Jews consider the Temple Mount the holiest site on earth, while Muslims refer to the walled compound as the Noble Sanctuary and consider it the third holiest after Mecca and Medina. It was the site of two Jewish temples in antiquity—the second renovated and expanded by Herod—and today is home to the Al-Aqsa Mosque and Dome of the Rock.
Joe Uziel, an Israel Antiquities Authority archaeologist heading the dig, said that the theater-like structure is believed to date to the second or third centuries—the period after Rome razed the city in 70 and the Emperor Hadrian rebuilt it in the mid-second century as a Roman colony, Aelia Capitolina.
Ancient historical accounts mentioned the presence of theaters in Roman-era Jerusalem, but until now archaeologists had not found any of the structures.
Uziel speculates that the unfinished semi-circular theater may have been intended to serve as a small odeon, a venue for musical or theatric performances, or a bouleuterion, a place of assembly for the colony's municipal officials.
It was relatively small, and might have been designed to seat around 200 people. The excavations have exposed the first row of seats, orchestra area, and part of the stage. Wilson's Arch, part of a monumental causeway leading into the temple that soars above the theater, may have been employed for its acoustic properties.

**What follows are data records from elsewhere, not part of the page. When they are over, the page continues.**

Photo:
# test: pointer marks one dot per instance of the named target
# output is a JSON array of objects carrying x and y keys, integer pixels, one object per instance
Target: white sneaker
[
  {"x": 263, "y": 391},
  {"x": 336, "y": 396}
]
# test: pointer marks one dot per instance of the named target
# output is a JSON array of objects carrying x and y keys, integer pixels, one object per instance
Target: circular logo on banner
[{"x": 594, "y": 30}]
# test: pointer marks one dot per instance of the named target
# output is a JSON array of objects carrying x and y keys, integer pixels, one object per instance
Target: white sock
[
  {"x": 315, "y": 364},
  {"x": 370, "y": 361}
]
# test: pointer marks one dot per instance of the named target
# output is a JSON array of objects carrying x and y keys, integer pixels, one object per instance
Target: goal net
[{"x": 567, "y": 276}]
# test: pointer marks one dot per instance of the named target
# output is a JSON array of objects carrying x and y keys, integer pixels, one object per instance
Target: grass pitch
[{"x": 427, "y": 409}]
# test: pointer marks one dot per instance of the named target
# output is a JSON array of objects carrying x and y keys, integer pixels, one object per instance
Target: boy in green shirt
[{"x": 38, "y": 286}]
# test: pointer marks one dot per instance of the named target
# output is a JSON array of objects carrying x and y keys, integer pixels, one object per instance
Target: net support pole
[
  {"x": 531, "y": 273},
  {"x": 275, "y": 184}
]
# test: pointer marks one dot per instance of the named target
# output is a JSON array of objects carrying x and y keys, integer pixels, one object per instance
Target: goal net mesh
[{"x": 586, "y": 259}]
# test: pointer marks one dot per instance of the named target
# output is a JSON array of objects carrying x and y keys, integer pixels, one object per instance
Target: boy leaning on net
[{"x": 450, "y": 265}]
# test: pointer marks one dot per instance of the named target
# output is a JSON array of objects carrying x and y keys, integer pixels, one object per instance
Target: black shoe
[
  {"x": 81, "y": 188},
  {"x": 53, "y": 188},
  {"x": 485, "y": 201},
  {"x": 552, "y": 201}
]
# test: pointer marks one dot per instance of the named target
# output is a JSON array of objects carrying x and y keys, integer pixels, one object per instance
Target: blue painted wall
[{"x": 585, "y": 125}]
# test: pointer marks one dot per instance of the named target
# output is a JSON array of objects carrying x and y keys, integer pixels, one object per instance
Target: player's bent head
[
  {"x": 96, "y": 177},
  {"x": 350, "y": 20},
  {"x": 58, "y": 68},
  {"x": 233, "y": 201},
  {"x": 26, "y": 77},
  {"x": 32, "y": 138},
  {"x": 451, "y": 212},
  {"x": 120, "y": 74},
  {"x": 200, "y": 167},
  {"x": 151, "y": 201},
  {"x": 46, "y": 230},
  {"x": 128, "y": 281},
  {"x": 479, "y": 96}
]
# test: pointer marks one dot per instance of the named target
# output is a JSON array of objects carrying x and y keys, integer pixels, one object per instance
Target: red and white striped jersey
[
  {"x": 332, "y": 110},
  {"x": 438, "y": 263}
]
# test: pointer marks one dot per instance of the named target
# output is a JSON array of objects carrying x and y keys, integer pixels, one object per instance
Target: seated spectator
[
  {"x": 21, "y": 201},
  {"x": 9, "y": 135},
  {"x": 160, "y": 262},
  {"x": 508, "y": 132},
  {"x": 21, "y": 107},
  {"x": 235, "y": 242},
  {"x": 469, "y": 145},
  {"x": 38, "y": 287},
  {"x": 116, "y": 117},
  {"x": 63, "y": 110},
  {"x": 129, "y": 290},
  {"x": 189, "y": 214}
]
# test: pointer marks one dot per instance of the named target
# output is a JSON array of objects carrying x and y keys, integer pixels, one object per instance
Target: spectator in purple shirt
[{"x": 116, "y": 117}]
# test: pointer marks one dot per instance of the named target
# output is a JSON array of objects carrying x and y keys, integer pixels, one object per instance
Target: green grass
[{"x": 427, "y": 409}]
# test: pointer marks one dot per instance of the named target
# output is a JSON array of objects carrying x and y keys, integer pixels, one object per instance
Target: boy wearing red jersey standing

"One of the amazing things is that because we're beneath an arch, they would have had the arch to use as their roof," Uziel said.
What remains unanswered is why the building wasn't finished.
"After putting in all this effort of building such a grandiose building, what would cause them to stop," Uziel wondered and suggested that the outbreak of the second Jewish revolt against Rome, from 132-135, could have halted construction and left the theater unfinished.
Zeev Weiss, a Roman archaeologist at the Hebrew University of Jerusalem who wasn't involved in the excavation, said the discovery of such a central civic building was "a great find."
Most of the major public structures from Roman Jerusalem—the large theater, forum, basilica and bathhouse—remain undiscovered.
"Hopefully one day those will be found as well," Weiss said.
Uziel hopes further excavation of the theater will better inform scholars about daily life in Roman Jerusalem in the decades after Jerusalem and its temple were razed.
"I believe that this is one of the indications that also during that period between the Second Temple and between the rise of Christianity, Jerusalem was also an important Roman colony, not just a wasteland, no-man's land where the legion sat around," he said.